Elisabeth Berry Drago

Chemical Heritage Foundation, Brown Bag Lecture

Tuesday, November 5, 2013, 5:00 pm EST

Time: 12:00pm

Location: Chemical Heritage Foundation


Dutch images of alchemists in the laboratory have long been overlooked by art historians as moralizing satires catering to a disbelieving audience. This project examines afresh the alchemical pictures of Thomas Wijck (1616–1677), seeking to understand how artistry and alchemy met and merged in the early modern studio and laboratory. In addition to iconographical and historical concerns, emphasis is placed on Wijck’s paintings as transformative objects produced in a studio-workshop: raw materials, pigments, and chemical processes will shed light on the practices of painters and their role in a greater “Golden Age” of discovery.
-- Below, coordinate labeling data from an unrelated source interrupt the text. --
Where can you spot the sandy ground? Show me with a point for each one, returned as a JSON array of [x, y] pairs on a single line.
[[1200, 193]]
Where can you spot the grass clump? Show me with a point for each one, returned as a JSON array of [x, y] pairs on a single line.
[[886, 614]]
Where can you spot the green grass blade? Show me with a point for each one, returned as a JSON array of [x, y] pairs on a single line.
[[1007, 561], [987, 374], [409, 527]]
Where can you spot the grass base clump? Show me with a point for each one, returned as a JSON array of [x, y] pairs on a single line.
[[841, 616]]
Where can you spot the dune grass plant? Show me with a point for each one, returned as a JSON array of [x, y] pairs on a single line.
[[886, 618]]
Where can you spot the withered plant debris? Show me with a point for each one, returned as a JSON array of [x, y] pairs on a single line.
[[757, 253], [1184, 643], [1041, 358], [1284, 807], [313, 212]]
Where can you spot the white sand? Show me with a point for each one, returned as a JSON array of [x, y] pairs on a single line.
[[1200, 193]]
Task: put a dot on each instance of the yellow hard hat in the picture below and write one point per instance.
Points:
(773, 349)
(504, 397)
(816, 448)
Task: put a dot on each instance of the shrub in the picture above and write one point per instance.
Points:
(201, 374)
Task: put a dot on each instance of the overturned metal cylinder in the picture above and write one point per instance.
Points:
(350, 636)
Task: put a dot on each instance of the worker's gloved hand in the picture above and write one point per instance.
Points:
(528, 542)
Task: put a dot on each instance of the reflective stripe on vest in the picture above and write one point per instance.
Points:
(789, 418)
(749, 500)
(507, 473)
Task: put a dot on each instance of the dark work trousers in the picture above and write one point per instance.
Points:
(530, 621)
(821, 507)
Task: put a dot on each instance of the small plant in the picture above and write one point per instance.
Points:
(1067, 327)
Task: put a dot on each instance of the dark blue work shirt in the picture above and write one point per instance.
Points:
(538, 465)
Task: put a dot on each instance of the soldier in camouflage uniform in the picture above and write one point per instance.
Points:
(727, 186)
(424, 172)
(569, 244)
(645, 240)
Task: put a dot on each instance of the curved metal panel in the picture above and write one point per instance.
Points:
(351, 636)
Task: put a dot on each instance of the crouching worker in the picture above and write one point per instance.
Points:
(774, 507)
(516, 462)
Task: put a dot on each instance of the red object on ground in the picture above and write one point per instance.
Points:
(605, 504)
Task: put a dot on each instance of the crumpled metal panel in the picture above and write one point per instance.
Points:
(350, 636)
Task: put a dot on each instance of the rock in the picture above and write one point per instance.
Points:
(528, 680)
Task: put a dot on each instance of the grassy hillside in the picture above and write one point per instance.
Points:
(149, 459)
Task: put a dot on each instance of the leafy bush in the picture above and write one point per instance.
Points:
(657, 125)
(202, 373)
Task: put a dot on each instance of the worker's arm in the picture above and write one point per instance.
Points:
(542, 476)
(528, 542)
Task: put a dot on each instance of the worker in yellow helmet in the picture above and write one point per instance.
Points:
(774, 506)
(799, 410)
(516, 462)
Elisabeth Berry Drago is a Ph.D candidate in art history, specializing in 17th-century Netherlands. Her dissertation centers on the painter Thomas Wijck (1616–1677), whose pictures of alchemists in the laboratory offer new perspectives on early modern science and artistry. Elisabeth received her M.A. in art history from Temple University in 2010 and holds a B.A. in fine arts from SUNY Fredonia. In her free time she enjoys volunteering with the Fleisher Art Memorial, a community arts organization, and the Free Library of Philadelphia, teaching youth workshops in painting and drawing, comics, and picture-book illustration.